Um dos principais assessores de Louzada também foi
acusado de chefiar um esquema de loteamento das delegacias
do Estado. Os delegados interessados em ter sob seu domínio
um território mais fértil em número
de ocorrências teriam de pagar por isso. Os preços,
entre 15 000 e 60 000 reais, seriam uma pechincha diante
do que uma bem montada teia de corrupção pode
render.
Essa é a grande crise do governo Garotinho nessa
área. Até aqui, sua atuação
na segurança foi marcada por atitudes surpreendentes.

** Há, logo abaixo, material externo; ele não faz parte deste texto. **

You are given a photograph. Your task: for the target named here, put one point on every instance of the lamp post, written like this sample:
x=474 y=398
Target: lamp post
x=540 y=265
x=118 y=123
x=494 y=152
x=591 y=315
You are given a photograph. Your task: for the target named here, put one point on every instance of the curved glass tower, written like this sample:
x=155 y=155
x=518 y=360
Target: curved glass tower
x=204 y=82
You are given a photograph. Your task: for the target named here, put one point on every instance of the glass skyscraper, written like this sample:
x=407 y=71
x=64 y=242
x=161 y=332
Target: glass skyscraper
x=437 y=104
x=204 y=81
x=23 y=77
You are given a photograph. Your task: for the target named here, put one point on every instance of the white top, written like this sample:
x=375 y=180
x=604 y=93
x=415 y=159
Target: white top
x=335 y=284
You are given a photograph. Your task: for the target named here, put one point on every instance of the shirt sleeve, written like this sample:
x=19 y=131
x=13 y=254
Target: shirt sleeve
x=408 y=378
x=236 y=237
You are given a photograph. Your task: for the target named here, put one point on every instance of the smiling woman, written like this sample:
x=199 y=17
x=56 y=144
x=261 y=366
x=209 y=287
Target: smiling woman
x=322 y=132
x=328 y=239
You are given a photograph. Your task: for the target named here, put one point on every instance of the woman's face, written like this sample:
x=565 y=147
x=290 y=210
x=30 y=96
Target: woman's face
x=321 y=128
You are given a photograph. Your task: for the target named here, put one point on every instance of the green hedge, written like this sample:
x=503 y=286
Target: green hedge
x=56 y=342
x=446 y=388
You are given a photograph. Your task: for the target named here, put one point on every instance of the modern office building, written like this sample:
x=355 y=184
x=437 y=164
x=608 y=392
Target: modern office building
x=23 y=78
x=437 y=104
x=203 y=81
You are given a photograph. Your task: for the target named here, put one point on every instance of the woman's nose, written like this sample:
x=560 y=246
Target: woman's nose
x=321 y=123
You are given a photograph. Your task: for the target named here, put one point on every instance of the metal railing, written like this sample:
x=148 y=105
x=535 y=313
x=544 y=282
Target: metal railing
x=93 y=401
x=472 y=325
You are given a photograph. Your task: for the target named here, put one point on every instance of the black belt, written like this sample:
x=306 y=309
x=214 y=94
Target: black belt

Em maio do ano passado, o governador subiu o Morro da Mangueira,
na Zona Norte, para pedir desculpas pela morte de um menino
durante uma batida policial. Há dois meses, chamou
a seu encontro uma turma de refugiados angolanos, injustamente
acusados de estar ensinando técnicas de guerrilha
aos traficantes cariocas. Grupos de direitos humanos lançaram
loas ao governador por suas posições. Por
trás dessas atitudes, estava o antropólogo
Luiz Eduardo Soares, que desde o início do governo
vinha sendo uma espécie de eminência parda
da Secretaria de Segurança Pública. Doutor
em filosofia pela Universidade de Virgínia, nos Estados
Unidos, Soares estudou nos últimos quinze anos a
segurança pública. Sua sólida formação
na área não ajudou seu desempenho: ele acabou
esbarrando na falta de capacidade executiva para colocar
em prática as boas idéias que tinha. É
evidente que o corrupto aparelho policial fluminense obstruiu
de todas as maneiras o trabalho de Soares. Mas ele estava
ali exatamente para demolir essa barreira e não conseguiu.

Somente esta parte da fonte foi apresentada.